Growing up in Germany, Michael Thoennessen did not always plan on becoming a physicist.

“It just happened,” said Thoennessen, associate director of National Superconducting Cyclotron Laboratory, or NSCL. “I took one physics lab course involved with experimentation and research. I was hooked ever since.”

Thoennessen graduated from the University of Cologne in Germany before receiving his doctorate in experimental nuclear physics from the State University of New York at Stony Brook.

The highlight of his career is having the opportunity to learn new things every day, Thoennessen said.

“I have the chance to observe something that nobody has ever seen,” Thoennessen said. “Discovering something for the first time is what I like most.”

Thoennessen spends most of his time in MSU’s National Superconducting Cyclotron Laboratory where he works as a professor and associate director of nuclear science.

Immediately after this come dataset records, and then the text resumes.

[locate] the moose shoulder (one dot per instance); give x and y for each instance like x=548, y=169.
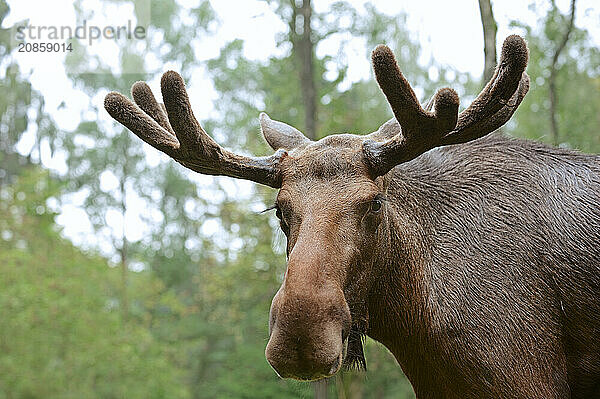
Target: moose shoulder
x=476, y=263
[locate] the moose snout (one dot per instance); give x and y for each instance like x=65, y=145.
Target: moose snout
x=307, y=335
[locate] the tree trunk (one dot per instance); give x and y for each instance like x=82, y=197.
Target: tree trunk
x=489, y=39
x=303, y=48
x=123, y=250
x=554, y=71
x=320, y=388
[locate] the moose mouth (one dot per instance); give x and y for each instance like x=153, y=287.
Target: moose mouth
x=351, y=358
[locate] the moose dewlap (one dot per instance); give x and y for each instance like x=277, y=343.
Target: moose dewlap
x=477, y=263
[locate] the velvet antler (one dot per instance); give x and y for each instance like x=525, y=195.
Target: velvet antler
x=173, y=129
x=422, y=130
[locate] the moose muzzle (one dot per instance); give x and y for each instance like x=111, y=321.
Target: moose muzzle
x=307, y=331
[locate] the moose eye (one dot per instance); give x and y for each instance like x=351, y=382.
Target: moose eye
x=282, y=221
x=376, y=205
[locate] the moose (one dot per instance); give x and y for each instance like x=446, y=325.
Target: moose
x=473, y=257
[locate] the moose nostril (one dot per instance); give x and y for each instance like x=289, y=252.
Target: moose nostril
x=335, y=366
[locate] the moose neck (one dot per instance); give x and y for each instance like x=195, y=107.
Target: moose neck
x=400, y=314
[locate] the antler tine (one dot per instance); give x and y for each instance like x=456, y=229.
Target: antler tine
x=143, y=97
x=422, y=130
x=500, y=97
x=401, y=97
x=173, y=129
x=490, y=123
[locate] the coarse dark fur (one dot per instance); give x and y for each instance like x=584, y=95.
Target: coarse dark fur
x=491, y=280
x=477, y=265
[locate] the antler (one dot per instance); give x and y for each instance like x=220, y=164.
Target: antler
x=173, y=129
x=422, y=130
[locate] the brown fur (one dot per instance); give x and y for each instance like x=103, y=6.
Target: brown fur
x=477, y=265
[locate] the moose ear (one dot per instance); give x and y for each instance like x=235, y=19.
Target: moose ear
x=280, y=135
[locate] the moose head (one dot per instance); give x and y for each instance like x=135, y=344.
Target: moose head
x=333, y=204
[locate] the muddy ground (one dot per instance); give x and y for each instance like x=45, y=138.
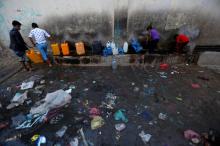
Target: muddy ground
x=138, y=90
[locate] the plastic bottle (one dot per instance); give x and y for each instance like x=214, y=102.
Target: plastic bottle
x=114, y=64
x=125, y=47
x=114, y=49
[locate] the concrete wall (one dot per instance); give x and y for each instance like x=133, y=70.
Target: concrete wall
x=89, y=20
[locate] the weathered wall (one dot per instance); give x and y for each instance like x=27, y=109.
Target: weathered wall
x=88, y=20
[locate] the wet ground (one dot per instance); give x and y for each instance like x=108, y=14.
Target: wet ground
x=143, y=93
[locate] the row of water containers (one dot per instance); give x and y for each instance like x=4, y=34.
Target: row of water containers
x=111, y=49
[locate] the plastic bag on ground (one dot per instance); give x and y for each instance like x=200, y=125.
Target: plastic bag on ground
x=145, y=137
x=27, y=85
x=17, y=100
x=52, y=100
x=97, y=122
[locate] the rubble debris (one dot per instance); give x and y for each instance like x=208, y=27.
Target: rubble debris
x=27, y=85
x=83, y=137
x=164, y=66
x=119, y=115
x=56, y=119
x=94, y=112
x=195, y=85
x=52, y=100
x=3, y=125
x=119, y=127
x=17, y=100
x=42, y=82
x=203, y=78
x=74, y=142
x=145, y=137
x=192, y=135
x=61, y=132
x=97, y=122
x=17, y=120
x=162, y=116
x=136, y=89
x=145, y=114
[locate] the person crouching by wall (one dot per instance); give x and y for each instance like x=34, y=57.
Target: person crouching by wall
x=153, y=39
x=40, y=36
x=181, y=41
x=18, y=45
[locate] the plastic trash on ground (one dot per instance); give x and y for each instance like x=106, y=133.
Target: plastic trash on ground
x=94, y=112
x=17, y=100
x=61, y=132
x=192, y=135
x=74, y=142
x=145, y=137
x=97, y=122
x=27, y=85
x=162, y=116
x=164, y=66
x=119, y=127
x=52, y=100
x=195, y=85
x=119, y=115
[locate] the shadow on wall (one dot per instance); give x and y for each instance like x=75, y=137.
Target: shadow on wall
x=80, y=27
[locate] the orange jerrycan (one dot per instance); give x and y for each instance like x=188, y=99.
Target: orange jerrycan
x=55, y=49
x=65, y=48
x=80, y=49
x=34, y=56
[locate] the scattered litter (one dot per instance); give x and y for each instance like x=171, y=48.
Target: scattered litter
x=136, y=89
x=163, y=75
x=72, y=87
x=17, y=120
x=200, y=71
x=42, y=82
x=179, y=98
x=145, y=137
x=119, y=127
x=28, y=102
x=164, y=66
x=41, y=140
x=17, y=100
x=61, y=132
x=68, y=91
x=146, y=116
x=110, y=101
x=94, y=112
x=27, y=85
x=195, y=85
x=3, y=125
x=35, y=137
x=39, y=87
x=145, y=85
x=74, y=142
x=56, y=119
x=162, y=116
x=52, y=100
x=8, y=89
x=192, y=135
x=83, y=137
x=203, y=78
x=97, y=122
x=119, y=115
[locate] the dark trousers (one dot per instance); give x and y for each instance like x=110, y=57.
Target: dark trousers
x=152, y=46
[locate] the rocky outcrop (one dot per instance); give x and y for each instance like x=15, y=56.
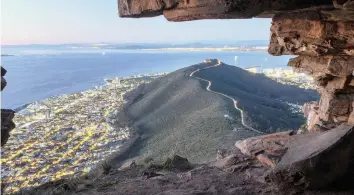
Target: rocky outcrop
x=309, y=161
x=326, y=52
x=314, y=161
x=6, y=115
x=183, y=10
x=321, y=33
x=268, y=149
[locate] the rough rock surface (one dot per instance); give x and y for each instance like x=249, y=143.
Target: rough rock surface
x=314, y=161
x=322, y=34
x=268, y=149
x=6, y=115
x=6, y=124
x=183, y=10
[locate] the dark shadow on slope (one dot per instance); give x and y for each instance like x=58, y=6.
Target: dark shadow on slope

“Just the other day, I spent the whole night here,” Thoennessen said. “I started at midnight and went home at 5 a.m.”

Thoennessen collaborated with other physicists in publishing dozens of scientific journals and spoke at conferences and universities across the nation, according to the NSCL Web site.

But though Thoennessen works hard, he said he knows how to have a good time with his students.

“If you are going to be in the lab at three in the morning, you better be able to laugh and have fun,” he said.